Il tribunale di Milano, sezione XV civile specializzata in materia di impresa, ha deciso di rimettere alla Corte di Giustizia europea con sede in Lussemburgo, con riferimento alla normativa speciale che disciplina l’attività dello stabilimento siderurgico Ilva di Taranto, tre questioni relative all’interpretazione della normativa europea in materia di emissioni inquinanti di impianti industriali. La decisione è stata presa nell’ambito del procedimento per inibitoria collettiva instaurato da alcuni cittadini di Taranto per chiedere la cessazione dell’attività dell’area a caldo e la chiusura delle cokerie dell’Ilva di Taranto, fino a quando non sarà predisposto un piano industriale che preveda l’abbattimento dei gas serra di almeno il 50%. E’ quanto comunica il tribunale di Milano attraverso il presidente facente funzione del Tribunale di Milano Fabio Roia e quello della Sezione specializzata Mambriani.
In particolare, il tribunale ha deciso di rivolgersi alla Corte di Giustizia europea per chiedere l’interpretazione della normativa europea in materia di emissioni inquinanti di impianti industriali in relazione alla norme italiane relative al ruolo della Valutazione di danno sanitario nel procedimento di rilascio e riesame dell’Autorizzazione integrata ambientale (AIA); al set delle sostanze nocive che devono essere considerate al fini del rilascio e riesame dell’Autorizzazione integrata ambientale; ai tempi di adeguamento delle attività industriali svolte alle prescrizioni dell’Autorizzazione integrata ambientale.
A promuovere l’azione inibitoria collettiva contro l’ex Ilva nel settembre dello scorso anno, per la quale il Tribunale di Milano ha deciso di sospendere il procedimento e di rimettere gli atti alla Corte di Giustizia europea, sono stati 11 cittadini di Taranto tra cui un bambino di 8 anni affetto da una malattia rarissima, la mutazione del gene Sox4, uno dei soli otto casi al mondo. L’azione legale era stata avviata dagli avvocati Maurizio Rizzo Striano e Ascanio Amenduni per conto dell’associazione Genitori Tarantini e degli undici ricorrenti. Gli altri firmatari sono Cinzia Zaninelli, Massimo Castellana, Aurelio Rebuzzi, Salvatore Magnotta, Emilia Albano, Giuseppe D’Aloia, Antonella Coronese, Serena Battista, Giuseppe Roberto e Simona Peluso, mamma di Andrea.

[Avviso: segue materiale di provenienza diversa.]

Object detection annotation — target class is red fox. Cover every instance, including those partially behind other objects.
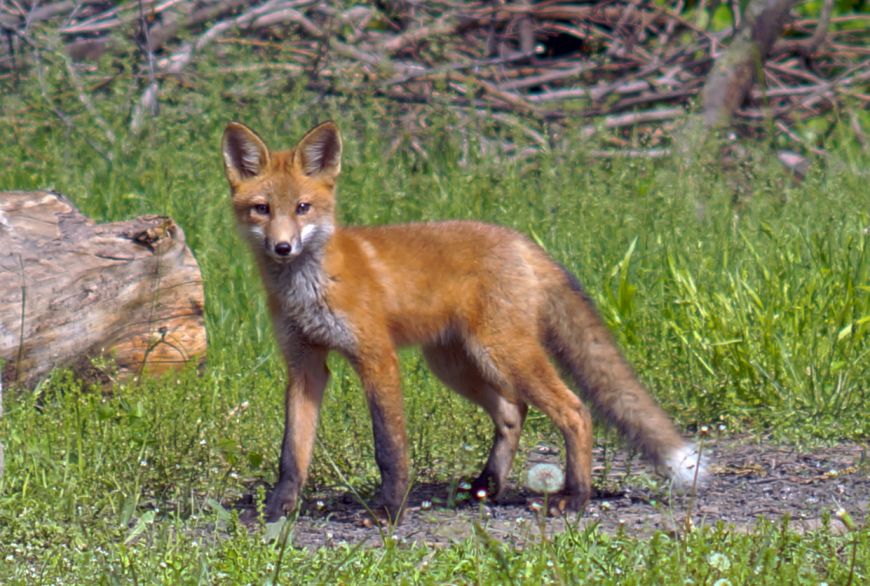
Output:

“Invece di essere stroncato sul nascere, il volo della class action inibitoria delle immissioni tossiche sulla città di Taranto è stato mandato in orbita europea dal Collegi del Tribunale di Milano sezione imprese, che ha rigettato tutte le avverse eccezioni preliminari e ha inoltrato alla Corte di Giustizia dell’Unione Europea tre formali quesiti pregiudiziali, sospendendo nell’attesa il procedimento avviato nel luglio dello scorso da dieci membri dell’Associazione Genitori tarantini e un bambino. Il cielo è meno plumbeo sopra il destino ambientale di Taranto” hanno commentato i due avvocati, Ascanio Amenduni e Maurizio Rizzo Striano.